WHITE CHAMBER *** UK 2018 Dir: Paul Raschid. 89 mins
A grim Brexit-era sci-fi movie using the visual language of early 21st century horror: the woke-up-in-a-strange-room-and-harassed-by-a-mystery-puppet-master gambit of the torture movie cycle and acid-scarred, feral characters frantically chomping off their own fingers like the “Rage” victims of the 28 DAYS / WEEKS LATER movies.
The economy of the set-up and story suggest key influences included everything from original TWILIGHT ZONE episodes to one-location low budget gems like CUBE and EXAM. Ominously set in the “United Kingdom, Soon”, it posits a near-future where the country is ravaged by civil war and under martial law. “Admin girl” Shauna Macdonald wakes up in a bright white, cuboid chamber in which she is subjected to extremes of temperature, aural torture and electrocution. Her Kurdish captor (Oded Fehr) uses Pinochet-inspired tactics and demands answers she claims not to have.

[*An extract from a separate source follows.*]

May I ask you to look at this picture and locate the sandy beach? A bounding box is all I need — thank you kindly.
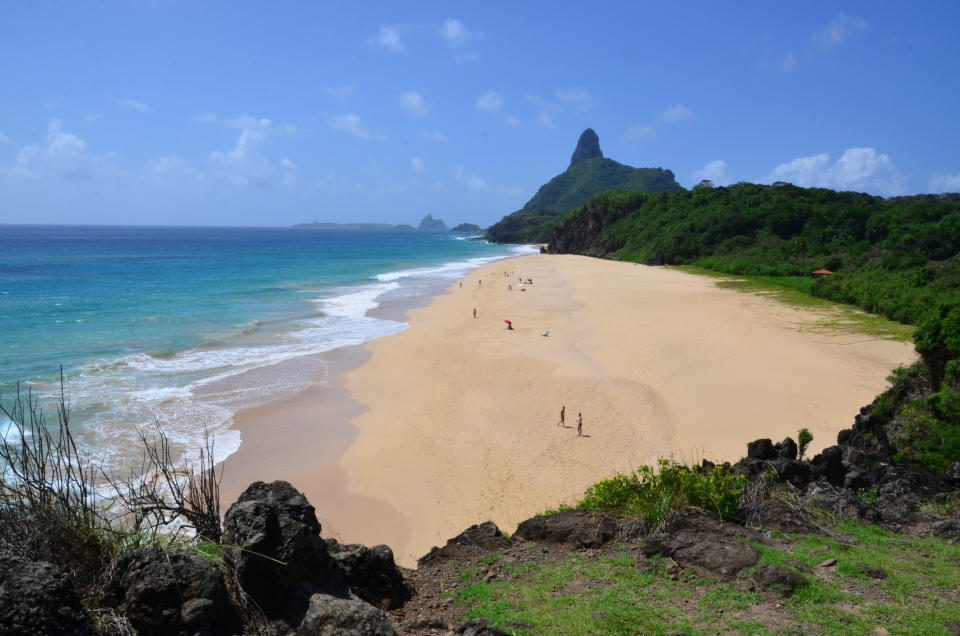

Although the movie relies on stock footage to convey the civil unrest beyond its budget, the concept of Britain beset with mass unemployment, a failed health care system and rampant xenophobia isn’t hard to imagine. The dialogue may be a little on the nose (“Having a foreign name marks you for persecution”) but this isn’t a time for subtlety anyway. The story performs a compelling thematic shift early on as it backtracks to five days earlier, allowing the always excellent Macdonald to essay a more complicated character than initially appears. Writer-director Raschid keeps it taut and tense, punctuating the story with gallows humour, throat-ripping violence and a dose of the nihilism of Romero-era American horror. It doesn’t quite follow through with the final act punch demanded by the build-up, but it’s still a gripping calling card for the young filmmaker.